Gruppenfoto aller Teilnehmerinnen und Teilnehmer des 21. Landestreffens der „Schulen ohne Rassismus – Schulen mit Courage“ 2019Gruppenfoto aller Teilnehmerinnen und Teilnehmer des 21. Landestreffens der „Schulen ohne Rassismus – Schulen mit Courage“ 2019Potsdam, 4. November 2019. Unter dem Motto „Grenzen überwinden – Akteur*innen verbinden“ nehmen heute im Landtag Brandenburg etwa 130 Schülerinnen und Schüler sowie Lehrerinnen und Lehrer aus etwa 30 Schulen am 21. Landestreffen „Schule ohne Rassismus – Schule mit Courage“ teil. „Heute kommen Schüler und Lehrkräfte zusammen, die sich an ihren Schulen selbstbestimmt und freiwillig dafür entschieden haben, gegen Rassismus und Ausgrenzung aktiv zu werden und sich zu engagieren für Wertschätzung und Respekt, für Vielfalt und Toleranz. Dieses Engagement verdient große Anerkennung“, sagte Landtagspräsidentin Prof. Dr. Ulrike Liedtke zur Eröffnung und betonte, dass Rassismus, Diskriminierung und Ausgrenzung im Alltag stattfänden.

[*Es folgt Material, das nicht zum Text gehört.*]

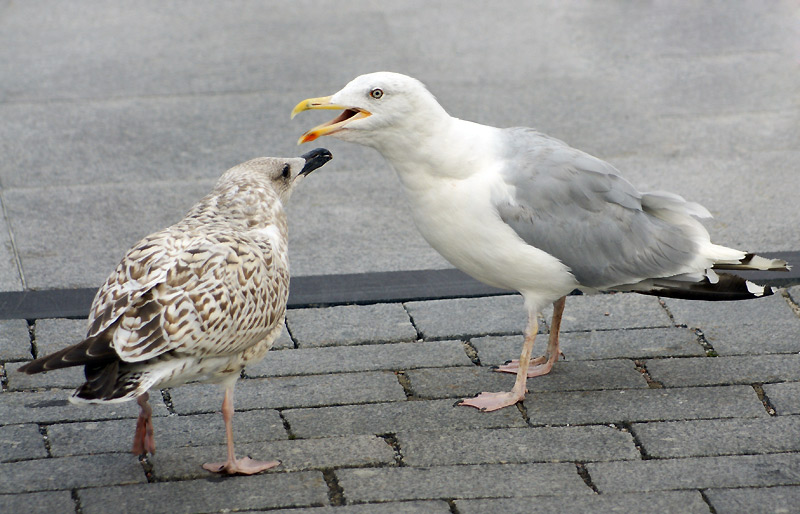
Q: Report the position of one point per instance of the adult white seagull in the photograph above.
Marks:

Dann sei es „wichtig, eine Sprache zu finden, um die Dinge beim Namen zu nennen und Menschen für die Demokratie zurückzugewinnen“. Dies könne gelingen, wenn Menschen „mit dem eigenen Beispiel zeigen, dass ein Zusammenleben mit Achtung vor dem Anderen, mit Respekt und Mitmenschlichkeit besser ist als Grenzen zu ziehen, Andere auszugrenzen oder zu diskriminieren“. Das jährliche Landestreffen wird von den Regionalen Arbeitsstellen für Bildung, Integration und Demokratie Brandenburg (RAA Brandenburg) koordiniert. Die Jugendlichen und ihre Lehrerinnen und Lehrer beschäftigen sich beim Netzwerktreffen in Workshops mit Kommunikationsgrenzen, der dritten Generation Ostdeutschland und Zeitzeugenarbeit. In Brandenburg haben bislang mehr als 80 Schulen den Titel „Schule ohne Rassismus – Schule mit Courage“ erworben.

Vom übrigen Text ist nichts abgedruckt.